Anyway, what struck me most was our standing in the world. With economic problems in many other countries we have still fallen to ninth place.

This didn't paste very well. The first number behind each heading is price in 2009, the second number is current price, the next number is percentage of change, and the last number is the source for each line of information.



> Farmers around here like some of these changes, but most of us don't.
> 
> h
> 
> ...


----------



## Chuck Smith (Feb 22, 2005)

the whole "change" slogan he used. It still upsets me. I remember in the last election when talking with people and just asking who will they vote for. When people stated obama. I asked them why? All of them said because they wanted "change". I asked what do you like about his platform or his policy. They again stated "change". Not a one could give me a real reason other than "change". Then they would go on bashing bush. I would comment that no matter who you vote for it isn't bush and it will be a "change". I just wanted a debate on politics but all I got was propaganda with "change".

So now when I talk with these same people and ask who will they vote for this time.... about 90% are not saying Obama. Maybe they should have looked more into his policy and platform other than "change".
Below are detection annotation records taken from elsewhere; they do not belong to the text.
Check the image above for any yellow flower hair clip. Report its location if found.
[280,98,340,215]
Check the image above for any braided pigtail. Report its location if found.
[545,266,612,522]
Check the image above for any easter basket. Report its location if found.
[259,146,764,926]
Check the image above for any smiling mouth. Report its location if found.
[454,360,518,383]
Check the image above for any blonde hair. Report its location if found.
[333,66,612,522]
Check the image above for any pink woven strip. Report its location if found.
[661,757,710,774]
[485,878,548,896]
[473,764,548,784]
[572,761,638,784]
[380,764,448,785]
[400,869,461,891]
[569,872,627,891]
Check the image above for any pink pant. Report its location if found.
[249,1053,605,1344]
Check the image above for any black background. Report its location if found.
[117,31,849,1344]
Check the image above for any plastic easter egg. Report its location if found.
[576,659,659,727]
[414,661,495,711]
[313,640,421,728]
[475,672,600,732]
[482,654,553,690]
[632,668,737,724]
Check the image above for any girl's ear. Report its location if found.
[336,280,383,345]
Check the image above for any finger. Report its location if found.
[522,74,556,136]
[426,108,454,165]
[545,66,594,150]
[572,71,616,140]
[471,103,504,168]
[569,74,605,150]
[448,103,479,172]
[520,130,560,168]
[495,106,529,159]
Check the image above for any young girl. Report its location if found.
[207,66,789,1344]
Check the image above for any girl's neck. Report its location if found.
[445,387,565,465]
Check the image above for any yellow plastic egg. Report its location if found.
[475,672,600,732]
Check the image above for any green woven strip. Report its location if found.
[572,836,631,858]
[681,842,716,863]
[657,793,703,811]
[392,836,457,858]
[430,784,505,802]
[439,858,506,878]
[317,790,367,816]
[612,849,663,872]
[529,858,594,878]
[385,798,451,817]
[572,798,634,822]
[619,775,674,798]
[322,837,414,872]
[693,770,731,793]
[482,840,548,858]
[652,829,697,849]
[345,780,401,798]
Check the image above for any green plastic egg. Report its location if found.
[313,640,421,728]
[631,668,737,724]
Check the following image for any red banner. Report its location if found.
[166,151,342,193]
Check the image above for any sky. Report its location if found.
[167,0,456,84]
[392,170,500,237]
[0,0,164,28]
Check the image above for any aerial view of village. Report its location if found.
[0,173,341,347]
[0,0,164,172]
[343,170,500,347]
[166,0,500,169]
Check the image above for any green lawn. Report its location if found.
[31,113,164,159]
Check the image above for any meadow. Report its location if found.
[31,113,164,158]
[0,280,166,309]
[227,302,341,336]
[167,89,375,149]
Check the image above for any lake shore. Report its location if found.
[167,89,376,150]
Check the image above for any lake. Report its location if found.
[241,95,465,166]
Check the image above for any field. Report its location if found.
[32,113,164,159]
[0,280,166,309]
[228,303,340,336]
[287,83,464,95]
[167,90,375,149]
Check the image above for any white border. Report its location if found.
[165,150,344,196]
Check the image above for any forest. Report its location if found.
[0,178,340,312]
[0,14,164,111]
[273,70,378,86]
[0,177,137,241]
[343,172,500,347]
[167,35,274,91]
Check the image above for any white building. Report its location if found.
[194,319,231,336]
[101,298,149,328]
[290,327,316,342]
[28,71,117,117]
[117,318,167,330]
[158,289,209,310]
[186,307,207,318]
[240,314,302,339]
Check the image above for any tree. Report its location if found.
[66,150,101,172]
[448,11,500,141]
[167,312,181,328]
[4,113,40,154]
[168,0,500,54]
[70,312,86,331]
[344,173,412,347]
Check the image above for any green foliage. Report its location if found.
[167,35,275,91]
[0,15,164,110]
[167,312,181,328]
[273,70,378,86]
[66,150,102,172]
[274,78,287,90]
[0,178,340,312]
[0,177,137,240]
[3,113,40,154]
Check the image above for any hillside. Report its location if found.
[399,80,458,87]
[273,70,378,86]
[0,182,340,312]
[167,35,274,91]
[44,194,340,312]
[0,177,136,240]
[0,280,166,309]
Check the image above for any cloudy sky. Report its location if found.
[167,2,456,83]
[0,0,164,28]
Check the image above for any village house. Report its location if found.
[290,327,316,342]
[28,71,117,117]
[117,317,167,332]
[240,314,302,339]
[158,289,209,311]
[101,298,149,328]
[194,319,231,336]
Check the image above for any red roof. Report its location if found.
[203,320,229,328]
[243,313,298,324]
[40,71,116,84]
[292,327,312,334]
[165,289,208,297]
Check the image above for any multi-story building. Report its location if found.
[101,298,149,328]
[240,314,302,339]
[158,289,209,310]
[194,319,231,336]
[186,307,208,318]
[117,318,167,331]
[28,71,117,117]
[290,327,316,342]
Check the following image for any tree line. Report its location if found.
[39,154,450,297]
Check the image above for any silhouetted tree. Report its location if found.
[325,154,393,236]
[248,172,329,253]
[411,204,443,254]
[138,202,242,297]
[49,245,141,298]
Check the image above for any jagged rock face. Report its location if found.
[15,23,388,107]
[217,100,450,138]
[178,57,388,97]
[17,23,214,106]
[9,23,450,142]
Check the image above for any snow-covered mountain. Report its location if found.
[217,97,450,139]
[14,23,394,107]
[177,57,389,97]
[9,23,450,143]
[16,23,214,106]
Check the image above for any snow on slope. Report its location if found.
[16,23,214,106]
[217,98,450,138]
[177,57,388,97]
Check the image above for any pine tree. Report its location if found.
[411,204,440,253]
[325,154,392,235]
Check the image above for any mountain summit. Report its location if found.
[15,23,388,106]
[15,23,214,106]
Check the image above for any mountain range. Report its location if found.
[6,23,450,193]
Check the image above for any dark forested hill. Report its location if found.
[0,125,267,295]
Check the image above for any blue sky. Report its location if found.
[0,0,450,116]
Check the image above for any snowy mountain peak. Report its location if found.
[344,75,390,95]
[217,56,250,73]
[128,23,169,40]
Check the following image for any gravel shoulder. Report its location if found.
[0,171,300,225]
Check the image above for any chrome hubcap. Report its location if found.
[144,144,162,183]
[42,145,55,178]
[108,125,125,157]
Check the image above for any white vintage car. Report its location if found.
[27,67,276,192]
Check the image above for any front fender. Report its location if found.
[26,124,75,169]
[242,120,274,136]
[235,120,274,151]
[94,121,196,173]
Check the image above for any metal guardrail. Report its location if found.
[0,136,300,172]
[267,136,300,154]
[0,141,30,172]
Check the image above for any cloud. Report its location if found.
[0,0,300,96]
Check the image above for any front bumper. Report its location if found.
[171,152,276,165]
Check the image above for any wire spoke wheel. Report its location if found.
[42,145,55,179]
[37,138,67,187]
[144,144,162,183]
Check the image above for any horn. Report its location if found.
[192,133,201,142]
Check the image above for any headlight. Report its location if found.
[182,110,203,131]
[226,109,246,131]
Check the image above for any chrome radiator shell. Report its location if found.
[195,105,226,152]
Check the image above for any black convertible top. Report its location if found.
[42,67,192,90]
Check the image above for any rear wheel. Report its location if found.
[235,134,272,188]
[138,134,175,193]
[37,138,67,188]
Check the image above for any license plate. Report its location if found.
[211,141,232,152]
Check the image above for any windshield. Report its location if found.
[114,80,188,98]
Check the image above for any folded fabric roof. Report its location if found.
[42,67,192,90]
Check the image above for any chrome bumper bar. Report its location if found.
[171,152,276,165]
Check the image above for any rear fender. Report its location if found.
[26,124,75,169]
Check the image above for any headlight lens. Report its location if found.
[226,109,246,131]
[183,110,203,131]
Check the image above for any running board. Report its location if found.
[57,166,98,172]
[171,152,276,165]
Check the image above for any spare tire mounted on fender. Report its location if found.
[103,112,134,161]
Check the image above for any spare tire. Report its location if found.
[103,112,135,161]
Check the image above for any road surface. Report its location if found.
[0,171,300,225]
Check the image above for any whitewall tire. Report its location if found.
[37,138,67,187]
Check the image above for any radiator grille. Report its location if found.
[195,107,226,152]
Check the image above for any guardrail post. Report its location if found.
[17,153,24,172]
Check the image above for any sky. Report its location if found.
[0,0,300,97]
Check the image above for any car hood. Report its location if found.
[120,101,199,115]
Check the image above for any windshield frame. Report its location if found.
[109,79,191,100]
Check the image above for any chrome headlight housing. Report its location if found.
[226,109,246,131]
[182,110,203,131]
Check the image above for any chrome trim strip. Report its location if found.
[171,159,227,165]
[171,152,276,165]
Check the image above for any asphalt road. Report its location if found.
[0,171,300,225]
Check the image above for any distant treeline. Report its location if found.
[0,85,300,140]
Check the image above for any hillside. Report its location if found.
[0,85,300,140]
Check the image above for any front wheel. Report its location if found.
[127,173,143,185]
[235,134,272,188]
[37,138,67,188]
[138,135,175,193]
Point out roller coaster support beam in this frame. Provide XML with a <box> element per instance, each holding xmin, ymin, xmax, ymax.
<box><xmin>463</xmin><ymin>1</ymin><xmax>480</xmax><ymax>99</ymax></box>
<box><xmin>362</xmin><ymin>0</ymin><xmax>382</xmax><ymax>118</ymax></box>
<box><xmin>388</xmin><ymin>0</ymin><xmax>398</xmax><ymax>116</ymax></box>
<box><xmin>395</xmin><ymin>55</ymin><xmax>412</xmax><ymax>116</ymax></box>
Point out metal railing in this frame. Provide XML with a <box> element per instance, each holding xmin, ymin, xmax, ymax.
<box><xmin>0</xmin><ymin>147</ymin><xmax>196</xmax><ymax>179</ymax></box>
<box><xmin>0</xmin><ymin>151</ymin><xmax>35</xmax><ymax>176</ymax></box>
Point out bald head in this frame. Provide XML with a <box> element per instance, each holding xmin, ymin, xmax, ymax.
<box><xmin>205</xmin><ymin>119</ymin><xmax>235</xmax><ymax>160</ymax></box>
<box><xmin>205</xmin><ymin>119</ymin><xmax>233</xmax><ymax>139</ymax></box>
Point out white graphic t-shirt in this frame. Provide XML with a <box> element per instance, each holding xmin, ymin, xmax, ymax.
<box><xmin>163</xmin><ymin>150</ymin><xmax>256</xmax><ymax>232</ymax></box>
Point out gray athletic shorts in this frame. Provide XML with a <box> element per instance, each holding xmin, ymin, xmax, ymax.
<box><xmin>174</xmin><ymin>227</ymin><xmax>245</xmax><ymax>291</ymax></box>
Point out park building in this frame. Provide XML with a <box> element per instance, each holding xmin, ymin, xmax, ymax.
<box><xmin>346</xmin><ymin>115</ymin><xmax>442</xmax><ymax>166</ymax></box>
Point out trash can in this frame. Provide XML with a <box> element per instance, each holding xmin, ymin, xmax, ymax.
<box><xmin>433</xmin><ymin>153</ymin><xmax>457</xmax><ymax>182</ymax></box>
Sorry to kind of hijack the thread but when i hear "change" this immediately comes to my mind.


----------



## ShineRunner (Sep 11, 2002)

You gotta admit that the prez has kept a lot of his promises! :shake: :eyeroll:

I only hope that the one's who didn't pay attention the first time around will take notice and vote to correct their mistake!


----------



## Old Hunter (Mar 8, 2002)

Chuck I dont think you hijacked the thread in any way. Your comments coinside with the topic perfectly. I hope you are correct about people coming to realize the truth about the man.


----------